R) E’ difficile che mi manchi la campagna. L’ho frequentata da piccolo per molti anni, a Baudenasca, nel pinerolese, dove trascorrevamo le vacanze estive. Mi divertivo molto, ma mi diverto molto di più a vivere a Roma. Vedo i difetti della vita urbana, ma mi appartengono antropologicamente e culturalmente. Un segreto, comunque, ce l’ho. D’estate in effetti mi rifugio in una sorta di paradiso naturale…
D) Dove, se possiamo saperlo?
R) A Filicudi, isola meravigliosa delle Eolie, quasi deserta, piena di meraviglie. Lì riscopro l’altra faccia della bellezza. C’è quella dell’uomo, creativo e inventore, e quella del dio, che semina qua e la’ delle perle.
D) Come accade per i beni culturali, anche per il paesaggio l’Italia fatica a valorizzare i suoi tesori, li deturpa, li sporca, non li preserva. Perché?
R) Abbiamo troppo bello. E’ come mangiare caviale tutti i giorni; dopo un po’ fa male al fegato. Ci vuole cultura per apprezzare questa meraviglia. E’ l’unico petrolio che abbiamo, se puntassimo su questo saremmo la Svizzera del bello. Ci arriveranno forse i nostri nipoti, dopo la crisi dell’economia industriale…
D) Se non avremo cementificato irreparabilmente tutto, nel frattempo…

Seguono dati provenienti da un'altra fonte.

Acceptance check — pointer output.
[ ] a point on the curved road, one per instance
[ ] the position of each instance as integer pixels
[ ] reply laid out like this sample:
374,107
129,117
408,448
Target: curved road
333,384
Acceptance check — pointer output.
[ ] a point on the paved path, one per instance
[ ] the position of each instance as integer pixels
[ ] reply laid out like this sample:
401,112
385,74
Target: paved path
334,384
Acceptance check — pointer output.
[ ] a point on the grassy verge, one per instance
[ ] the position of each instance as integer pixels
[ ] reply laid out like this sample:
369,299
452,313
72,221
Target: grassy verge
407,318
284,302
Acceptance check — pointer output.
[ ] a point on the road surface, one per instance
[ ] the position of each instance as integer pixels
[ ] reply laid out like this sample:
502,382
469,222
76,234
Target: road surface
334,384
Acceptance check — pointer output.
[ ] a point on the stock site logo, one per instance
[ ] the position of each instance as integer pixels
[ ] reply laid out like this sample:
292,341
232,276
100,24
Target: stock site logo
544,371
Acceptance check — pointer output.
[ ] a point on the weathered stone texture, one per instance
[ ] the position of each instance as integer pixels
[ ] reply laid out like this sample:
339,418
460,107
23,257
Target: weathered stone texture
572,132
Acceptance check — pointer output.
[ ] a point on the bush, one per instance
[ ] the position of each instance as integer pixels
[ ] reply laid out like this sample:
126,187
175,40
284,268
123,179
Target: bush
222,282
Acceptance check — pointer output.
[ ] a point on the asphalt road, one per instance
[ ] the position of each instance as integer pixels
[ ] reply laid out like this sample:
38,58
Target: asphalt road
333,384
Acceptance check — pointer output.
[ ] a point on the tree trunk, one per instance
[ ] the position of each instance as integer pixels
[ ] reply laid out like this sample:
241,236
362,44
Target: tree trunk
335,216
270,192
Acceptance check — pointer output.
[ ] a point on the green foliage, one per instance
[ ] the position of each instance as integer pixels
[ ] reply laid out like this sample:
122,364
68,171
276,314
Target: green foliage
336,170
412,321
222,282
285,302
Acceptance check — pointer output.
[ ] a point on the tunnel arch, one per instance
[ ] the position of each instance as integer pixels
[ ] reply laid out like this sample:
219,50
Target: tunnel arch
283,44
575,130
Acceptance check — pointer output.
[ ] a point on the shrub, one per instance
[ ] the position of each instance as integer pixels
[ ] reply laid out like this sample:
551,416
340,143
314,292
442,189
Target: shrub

R) Di posti meravigliosi ce ne sono ancora tanti e ce ne saranno sempre. La cementificazione e’ figlia della cultura disastrata del passato, dei geometri democristiani e comunisti. Il fascismo, al contrario, ha lasciato un segno anche per le sue architetture. Prendiamo l’Eur, Sabaudia. Sono bellissime, con un progetto urbanistico armonico.
D) Vada l’ottimismo razionalista della “città ideale” – alla Piero della Francesca – ma non crede che l’urbanizzazione selvaggia abbia più spesso creato ecomostri che capolavori?
R) Io non sono per la vittoria dell’orsetto lavatore contro l’uomo. Tra i due, preferisco l’essere umano, poi se c’è spazio rispetto anche l’orsetto lavatore. Certo, la natura va difesa, oggi non difendere il proprio paese dall’inquinamento vuole dire uccidere le generazioni future. Gli indiani d’America, prima di prendere una decisione, pensavano ai successori di cinque generazioni più in là. Forse così è troppo (e infatti sono morti e si sono estinti). L’ambientalismo deve integrarsi con l’economia, sempre più verso un modello di “economia verde”. In Italia siamo indietro e ignoranti. Anche se, per fortuna, non siamo schiavi delle mode: si è visto con l’eolico come si distrugge il territorio…
D) Un Ministro dell’Ambiente della Repubblica Italiana, che ricorda per il buon operato?
R) Perché, abbiamo anche un Ministro dell’Ambiente?
D) Lei è sportivo?
R) Lo sono stato moltissimo in passato. Ho praticato tutti gli sport, dal calcio agonistico – ho giocato con i semiprofessionisti – allo sci. Ora gioco a golf in modo serio, i fratelli Molinari sono miei cugini.
D) Con questa sua fiducia per la città, non c’è proprio nulla da migliorare nella qualità della vita metropolitana?
R) Si migliorerà strada facendo. Prima l’uomo sognava l’automobile, oggi la usa solo se ne ha bisogno, sa che l’auto è qualcosa che fa male, non la mitizza più. E’ pur vero che abbiamo costruito una società che segue uno sviluppo ancora miope, per cui prima di convincerci che sia meglio usare il treno, dovremmo uccidere tutte le macchine del mondo. Il processo di riconversione è lento, ma sono ottimista. L’uomo crea dei disastri e poi trova delle soluzioni geniali.